【短】意地悪な恋慕
あたしの肩に顔を埋めて項垂れる未博に言えば、「好きじゃないし。」項垂れたまま即答でそう返ってきて、あたしは眉間にシワを寄せる。
『何、それ。』
「だからー、怜莉にヤキモチ妬いて欲しかったんじゃん?」
まぁ無理でしたけど。
拗ねたような口調で付け足し言う未博の言葉にまたあたしの頭の中はぐちゃぐちゃに乱れていって。

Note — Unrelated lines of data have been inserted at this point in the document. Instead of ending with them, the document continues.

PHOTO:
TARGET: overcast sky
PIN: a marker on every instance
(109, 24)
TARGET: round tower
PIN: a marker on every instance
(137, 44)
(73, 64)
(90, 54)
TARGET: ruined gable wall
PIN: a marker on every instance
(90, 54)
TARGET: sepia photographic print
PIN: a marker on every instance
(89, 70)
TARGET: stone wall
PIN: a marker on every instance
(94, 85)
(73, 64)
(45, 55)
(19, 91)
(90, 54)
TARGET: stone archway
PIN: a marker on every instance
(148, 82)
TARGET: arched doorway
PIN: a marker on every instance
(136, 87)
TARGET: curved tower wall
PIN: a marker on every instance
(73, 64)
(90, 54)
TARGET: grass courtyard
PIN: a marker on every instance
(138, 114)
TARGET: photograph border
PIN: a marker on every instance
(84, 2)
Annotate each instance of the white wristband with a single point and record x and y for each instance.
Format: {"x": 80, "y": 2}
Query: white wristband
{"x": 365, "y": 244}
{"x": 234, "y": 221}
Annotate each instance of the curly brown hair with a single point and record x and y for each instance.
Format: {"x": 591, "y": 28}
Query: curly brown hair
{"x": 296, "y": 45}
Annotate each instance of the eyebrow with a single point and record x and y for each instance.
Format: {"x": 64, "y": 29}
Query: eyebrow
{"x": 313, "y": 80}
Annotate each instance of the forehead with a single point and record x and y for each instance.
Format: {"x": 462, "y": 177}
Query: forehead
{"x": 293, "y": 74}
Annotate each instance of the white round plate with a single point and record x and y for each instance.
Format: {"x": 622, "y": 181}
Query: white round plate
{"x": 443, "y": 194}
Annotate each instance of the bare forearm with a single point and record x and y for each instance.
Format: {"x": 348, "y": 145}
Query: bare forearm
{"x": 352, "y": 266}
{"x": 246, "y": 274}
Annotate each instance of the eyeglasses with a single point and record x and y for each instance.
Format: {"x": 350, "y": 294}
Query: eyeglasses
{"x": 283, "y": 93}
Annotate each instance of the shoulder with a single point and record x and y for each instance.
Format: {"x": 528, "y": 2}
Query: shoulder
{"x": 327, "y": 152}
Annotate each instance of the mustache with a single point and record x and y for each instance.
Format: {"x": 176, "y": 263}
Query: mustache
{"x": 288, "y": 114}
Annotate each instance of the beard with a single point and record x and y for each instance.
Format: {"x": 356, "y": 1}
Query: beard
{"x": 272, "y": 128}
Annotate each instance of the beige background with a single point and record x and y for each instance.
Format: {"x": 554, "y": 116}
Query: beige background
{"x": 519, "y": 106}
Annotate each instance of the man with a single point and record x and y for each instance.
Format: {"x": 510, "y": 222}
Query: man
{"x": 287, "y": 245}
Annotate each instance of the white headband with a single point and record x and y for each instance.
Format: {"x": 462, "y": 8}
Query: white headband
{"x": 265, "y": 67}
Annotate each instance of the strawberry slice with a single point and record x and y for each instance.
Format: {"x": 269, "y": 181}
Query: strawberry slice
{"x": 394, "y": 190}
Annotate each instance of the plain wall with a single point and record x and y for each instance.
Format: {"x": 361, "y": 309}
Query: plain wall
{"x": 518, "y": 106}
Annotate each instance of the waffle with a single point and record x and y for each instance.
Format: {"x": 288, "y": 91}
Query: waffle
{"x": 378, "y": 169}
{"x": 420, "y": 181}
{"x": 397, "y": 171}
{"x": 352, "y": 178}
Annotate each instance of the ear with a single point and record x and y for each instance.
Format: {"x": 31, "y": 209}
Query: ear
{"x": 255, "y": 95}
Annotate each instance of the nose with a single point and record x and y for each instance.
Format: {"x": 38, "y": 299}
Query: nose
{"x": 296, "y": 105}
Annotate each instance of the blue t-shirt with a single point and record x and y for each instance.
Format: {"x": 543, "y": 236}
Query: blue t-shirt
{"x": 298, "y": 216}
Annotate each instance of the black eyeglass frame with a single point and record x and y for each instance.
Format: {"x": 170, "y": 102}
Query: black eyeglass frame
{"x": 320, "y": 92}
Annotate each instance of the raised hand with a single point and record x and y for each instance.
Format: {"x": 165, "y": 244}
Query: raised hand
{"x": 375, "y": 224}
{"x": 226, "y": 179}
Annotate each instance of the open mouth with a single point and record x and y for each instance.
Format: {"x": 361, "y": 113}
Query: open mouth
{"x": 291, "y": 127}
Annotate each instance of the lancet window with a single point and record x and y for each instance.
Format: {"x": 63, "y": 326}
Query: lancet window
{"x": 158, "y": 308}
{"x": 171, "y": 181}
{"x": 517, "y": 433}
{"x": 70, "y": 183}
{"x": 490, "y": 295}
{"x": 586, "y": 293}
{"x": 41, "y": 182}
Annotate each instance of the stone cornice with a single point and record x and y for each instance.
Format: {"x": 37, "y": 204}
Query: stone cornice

肩から顔を上げた未博にチュッとリップノイズを鳴らしながら唇を再び奪われると、あたしの顔はカッと一気に熱を帯びていった。
『みみみひみひ未博…っ!』
「言えてねぇし。」
『未博…っ!』
「怜莉だいすきっ。」
満足そうに笑顔を零して、またあたしを腕の中に収める未博にはなんだか勝てそうにないな。と未博の背中にあたしも腕を回し返すけど。
だーけーど…!!
『あたし、未博に恋愛相談されてすんごく胸痛かった…。』
そう、これだけはどうしても未博に言っておきたかった。
だって、未博ばっかりあたしのこと好きだって思ってたら可哀想だし。
ちゃんとあたしも好きなんだよって、伝えたいから言っておきたかったんだ。
素直じゃないからこんな遠回しな伝え方しか出来ないあたしを許して欲しいけど。